Journey North Assessment
Strategies and Tools

Student Portfolios

A portfolio is a collection of student products and reflections gathered over the course of Journey North studies. It typically features work samples that show the range and progress of student thinking, understanding, and problem-solving abilities. A portfolio can be a powerful instrument for encouraging students to become more independent self-directed learners.

Both you and your students can select items to include in the portfolio; be sure to offer a rationale for why to include each item. Ask yourselves, How can this help show growth and progress toward learning goals (in science math, geography, and so on)?

Possible portfolio items:

  • concept maps or KWL charts
  • initial predictions and revised predictions along with explanations for the revision.
  • self-assessment responses
  • responses to journaling and challenge questions
  • research notes
  • charts, graphs, and analysis of data
  • drawings, migration maps
  • firsthand observations
  • examples of student work/recording sheets
  • summaries of ideas and opinions on issues that have been explored
  • definitions, concepts, and problem-solving processes written in the students' own words

Tip on using portfolios for assessment:

  • Keep portfolios in the classroom and have students note the entry date of each document placed in it. If a document is a product of group work, list the names of all group members.

  • Have students explain what portfolio items reveal. Consider these options:

    1.) each student chooses one portfolio item (or a “before” and “after” item) that shows evidence of his or her progress toward learning goals (e.g., ability to make sense of graphs, understanding of how adaptations help animals survive).

    2.) Students put a sticky note on each portfolio item explaining what it reveals about their thinking, skills, and progress toward learning goals.

    3.) Students write a cover letter or annotated list describing the portfolios contents, why individual items were selected, and what the portfolio reveals about their thinking, skills, and progress toward learning goals.
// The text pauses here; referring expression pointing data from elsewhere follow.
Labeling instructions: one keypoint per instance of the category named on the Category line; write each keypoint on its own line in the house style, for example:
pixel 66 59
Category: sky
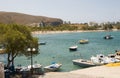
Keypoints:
pixel 75 11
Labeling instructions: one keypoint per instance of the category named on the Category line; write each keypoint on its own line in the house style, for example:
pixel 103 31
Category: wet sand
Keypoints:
pixel 92 72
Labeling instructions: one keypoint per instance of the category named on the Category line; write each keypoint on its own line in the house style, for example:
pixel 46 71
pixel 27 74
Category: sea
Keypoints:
pixel 57 50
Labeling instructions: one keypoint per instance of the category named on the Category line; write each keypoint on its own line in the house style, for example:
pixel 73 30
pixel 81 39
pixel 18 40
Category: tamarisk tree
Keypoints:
pixel 16 39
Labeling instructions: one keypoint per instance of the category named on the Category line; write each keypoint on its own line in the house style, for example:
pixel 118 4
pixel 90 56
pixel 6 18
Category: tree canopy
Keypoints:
pixel 16 39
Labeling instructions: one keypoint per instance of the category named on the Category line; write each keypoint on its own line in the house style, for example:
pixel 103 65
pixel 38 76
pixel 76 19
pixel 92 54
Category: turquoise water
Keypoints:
pixel 57 48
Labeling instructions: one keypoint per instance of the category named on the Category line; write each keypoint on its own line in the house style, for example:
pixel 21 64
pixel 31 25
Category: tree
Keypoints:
pixel 16 39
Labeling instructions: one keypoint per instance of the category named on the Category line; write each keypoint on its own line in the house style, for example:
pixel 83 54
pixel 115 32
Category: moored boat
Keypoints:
pixel 83 41
pixel 99 59
pixel 42 43
pixel 73 48
pixel 108 37
pixel 52 67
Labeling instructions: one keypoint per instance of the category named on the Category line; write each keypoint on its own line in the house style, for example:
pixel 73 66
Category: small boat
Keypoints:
pixel 84 41
pixel 83 63
pixel 42 43
pixel 73 48
pixel 97 60
pixel 108 37
pixel 53 67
  • Invite each student to give you a tour through his or her portfolio. Ask questions that prompt thinking and responses about their progress toward learning goals.

  • Use checklists, rubrics, or informal notes as you read portfolios or discuss them with students to assess what the collections reveal about students’ progress toward learning goals.
  • Have students design and create their own portfolios. See Student Portfolios as Visual Organizers for Journey North for guidance on making creative portfolios with your students.